The hierarchy approach, sometimes known as the “divide and conquer” strategy, is breaking a module down into smaller units and then repeating the process on those units until the complexity of the smaller portions is manageable. This method is often very comparable to software development, where complex programs are divided into smaller and smaller portions until simpler subroutines with clear functions and interfaces can be constructed. A VLSI chip’s design may be categorized into three areas. In each area independently, a hierarchy structure can correspondingly be specified. However, it is crucial for the design’s simplicity that the hierarchies in various domains can be simply mapped into one another. Partitioning a complicated system into its numerous functional pieces will help with the actual manifestation of these blocks on the chip in the physical environment. To create a usable floor plan, the approximate size and shape of each sub-module should be calculated.
Six categories can be used to split the design hierarchy in VLSI.
Step one: System specifications come first. It is characterized both broadly and specifically, as well as in terms of its features, speed, size, etc.
Step two: The next is the abstract high-level model, which provides details on how each block behaves and how they interact with one another in the system.

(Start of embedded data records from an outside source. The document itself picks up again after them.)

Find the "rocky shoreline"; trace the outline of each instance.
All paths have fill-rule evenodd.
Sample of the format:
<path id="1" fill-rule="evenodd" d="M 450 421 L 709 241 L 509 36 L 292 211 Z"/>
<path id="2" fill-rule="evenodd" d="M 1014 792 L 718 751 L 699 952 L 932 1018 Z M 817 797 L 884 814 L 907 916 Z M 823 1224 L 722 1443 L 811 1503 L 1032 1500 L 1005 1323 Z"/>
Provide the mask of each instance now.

Step three: The following step is logic synthesis. In this stage, the network’s logic architecture is provided by outlining the basic gates and building blocks required to construct each unit.
Step four: The next step involves circuit designs in which transistors are employed as switches and Boolean variables are seen as changing voltage signals. The network is constructed on a small patch of silicon at the next stage of physical design.

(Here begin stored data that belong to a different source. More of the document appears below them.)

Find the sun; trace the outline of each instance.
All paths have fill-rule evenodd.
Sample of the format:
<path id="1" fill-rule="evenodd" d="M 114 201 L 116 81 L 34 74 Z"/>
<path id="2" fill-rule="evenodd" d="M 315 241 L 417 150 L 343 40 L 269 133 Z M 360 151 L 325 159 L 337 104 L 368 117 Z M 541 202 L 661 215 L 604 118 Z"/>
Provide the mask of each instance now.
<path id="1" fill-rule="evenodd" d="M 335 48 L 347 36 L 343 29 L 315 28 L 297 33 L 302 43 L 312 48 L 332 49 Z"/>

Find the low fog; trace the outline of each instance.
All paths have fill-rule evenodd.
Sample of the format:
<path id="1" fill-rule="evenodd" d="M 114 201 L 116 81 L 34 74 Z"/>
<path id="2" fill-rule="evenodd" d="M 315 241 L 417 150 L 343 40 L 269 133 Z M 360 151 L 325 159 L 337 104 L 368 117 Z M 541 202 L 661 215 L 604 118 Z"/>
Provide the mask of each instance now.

Step five: Manufacturing is the final phase, after which a finished design process is transferred to the production line.
The Top-down design involves numerous processes that are initially highly theoretical and abstract, and there isn’t a direct connection to silicon until several steps are finished. This architecture is acceptable in the design of contemporary digital systems and is comparable to the Cell-based Design Flow. In top-down design, co-designing while integrating Hardware/Software is essential. Contrarily, bottom-up design begins at the silicon or circuit level by creating basic components like logic gates, adders, and registers. This design, which is comparable to the Full-custom Design Flow, is typically appropriate for smaller projects. There are many benefits to the design hierarchy in VLSI. When building complicated chips, design hierarchy in VLSI, for instance, improves productivity.

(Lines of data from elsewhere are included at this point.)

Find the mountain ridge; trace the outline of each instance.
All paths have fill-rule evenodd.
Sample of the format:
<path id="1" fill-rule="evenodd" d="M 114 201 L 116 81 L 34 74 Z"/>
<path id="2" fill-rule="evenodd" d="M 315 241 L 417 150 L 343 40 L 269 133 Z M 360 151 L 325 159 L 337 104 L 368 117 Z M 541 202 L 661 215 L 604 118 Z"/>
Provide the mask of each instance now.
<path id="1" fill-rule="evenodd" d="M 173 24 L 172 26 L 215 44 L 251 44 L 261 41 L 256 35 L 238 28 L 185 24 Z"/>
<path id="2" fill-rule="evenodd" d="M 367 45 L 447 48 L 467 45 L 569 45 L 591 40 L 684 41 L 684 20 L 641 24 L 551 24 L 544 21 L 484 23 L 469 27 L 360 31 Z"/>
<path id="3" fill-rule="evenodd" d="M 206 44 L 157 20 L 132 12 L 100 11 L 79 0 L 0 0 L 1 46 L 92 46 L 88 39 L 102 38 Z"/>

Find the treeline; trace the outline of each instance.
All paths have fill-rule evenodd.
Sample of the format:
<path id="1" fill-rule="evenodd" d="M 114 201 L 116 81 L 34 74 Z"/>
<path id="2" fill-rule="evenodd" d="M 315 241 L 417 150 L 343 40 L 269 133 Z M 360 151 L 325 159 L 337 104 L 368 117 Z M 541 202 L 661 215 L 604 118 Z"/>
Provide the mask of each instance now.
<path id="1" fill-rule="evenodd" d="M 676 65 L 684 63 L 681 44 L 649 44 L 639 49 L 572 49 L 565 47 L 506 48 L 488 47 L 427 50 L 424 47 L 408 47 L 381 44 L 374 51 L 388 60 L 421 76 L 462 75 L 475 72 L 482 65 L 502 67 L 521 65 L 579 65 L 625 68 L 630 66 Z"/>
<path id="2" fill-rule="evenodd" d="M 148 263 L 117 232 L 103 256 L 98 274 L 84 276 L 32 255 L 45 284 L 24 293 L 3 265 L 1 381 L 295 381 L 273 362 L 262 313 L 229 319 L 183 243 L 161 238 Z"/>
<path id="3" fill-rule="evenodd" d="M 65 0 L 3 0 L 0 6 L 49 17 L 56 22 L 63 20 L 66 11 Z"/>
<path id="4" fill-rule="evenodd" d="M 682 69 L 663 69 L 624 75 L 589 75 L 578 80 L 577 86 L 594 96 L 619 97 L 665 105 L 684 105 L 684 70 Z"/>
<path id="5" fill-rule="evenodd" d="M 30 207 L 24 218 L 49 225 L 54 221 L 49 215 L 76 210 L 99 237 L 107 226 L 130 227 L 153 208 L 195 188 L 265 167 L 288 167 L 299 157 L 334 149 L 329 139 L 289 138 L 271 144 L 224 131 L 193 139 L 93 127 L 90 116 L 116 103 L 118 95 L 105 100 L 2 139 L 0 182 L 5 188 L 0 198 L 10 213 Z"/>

This does not imply that Full-flat design is ineffective or that Hierarchical design has entirely supplanted that method. However, during the implementation stage, Hierarchical design offloads the burden of Full-flat flow. The majority of businesses are still employing Full-flat-flow at the signoff stage to double-check everything and ensure there are no errors in between. Nevertheless, employing a hierarchical method allows designers to save a lot of time, even during the implementation phase.